The current market and regulatory environment
Despite the important evolution of the role within the last two decades, the current setup of cost management functions in most banks – even in medium-sized/large ones – is apparently not sufficient to ensure the achievement of specific objectives in support of increasingly challenging targets in an increasingly competitive market environment: only those banks that have invested the most in developing cost governance roles and capabilities have demonstrated the ability to maintain excellent levels of operational efficiency over time, hence stabilizing their cost-to-income ratio (CIR) at values below 60%.
The economic equilibrium in terms of cost-revenue ratio of the entire industry is being even more threatened by new competitive dynamics and especially by the recent market entry of new players, often digitally native fintech startups – thus asset-light companies with lean cost structures – that are able to offer low-cost services.
In addition, the macroeconomic dynamics of recent years have led to decreasing profitability margins, forcing banks to act on cost levers – rather than on revenue – to maintain adequate levels of profitability.

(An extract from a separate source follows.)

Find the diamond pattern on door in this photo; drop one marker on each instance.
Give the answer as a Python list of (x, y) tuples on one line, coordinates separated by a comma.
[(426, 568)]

Furthermore, in the last years, regulators have also intervened numerous times by introducing new requirements and specific regulations for governing relevant outsourced activities with the aim of reducing risks and ensuring appropriate management practices (outsourcing framework). This has produced a broader division of governance structures, greater organizational complexity and, consequently, higher internal costs.
From the issuance of the EBA Guidelines (EBA/GL/2019/02), transposed at the national level by the EU Member States’ competent authorities, to the most recent ESMA guidelines and up to the further requirements under discussion in the Digital Operational Resilience Act (DORA), the supervisory authorities aim to establish a clear baseline for the end-to-end management of relevant outsourcing (in particular, ICT and cybersecurity) by harmonizing obligations at EU level and thus raising the Union’s standards in monitoring risks arising from technologies and digitalization.
The strategic relevance of cost governance structures
Considering the abovementioned market and regulatory pressures, a modern cost governance structure must be able to pursue relevant strategic objectives in line with current business dynamics. In particular, it must be able to ensure alignment with the short- and long-term objectives specified by the top management and in the strategic plan and therefore to act through a wide range of specific levers: direct or indirect intervention on all cost items, demand management in a forecasting perspective, advanced budgeting capabilities, direct monitoring of investments and project costs, optimization of the operating model (e.g. make-or-buy decisions).
With respect to the more directly operational objectives, the cost governance structure must pursue adequate cost control (e.g. through appropriate planning and forecasting models, monitoring and reporting, analysis and benchmarking) and (directly or indirectly) initiate cost optimization interventions (also through restructuring or crash program measures).
In summary, based on the experience gathered by zeb in over 10 years of operating in this area, the effectiveness of cost management activities derives from the right balance of skills, profiles, legitimization and role.
- Span of control: horizontal (categories, accounting items) and vertical coverage (governance of the entire cost chain, capability to intervene on need/demand, purchase, consumption) as extensive as possible for greater capability to intervene
- Organizational structure: inclusion in the organizational structure in order to legitimize the role and ensure an effective governing and directive capacity (even with a top-down approach, where necessary)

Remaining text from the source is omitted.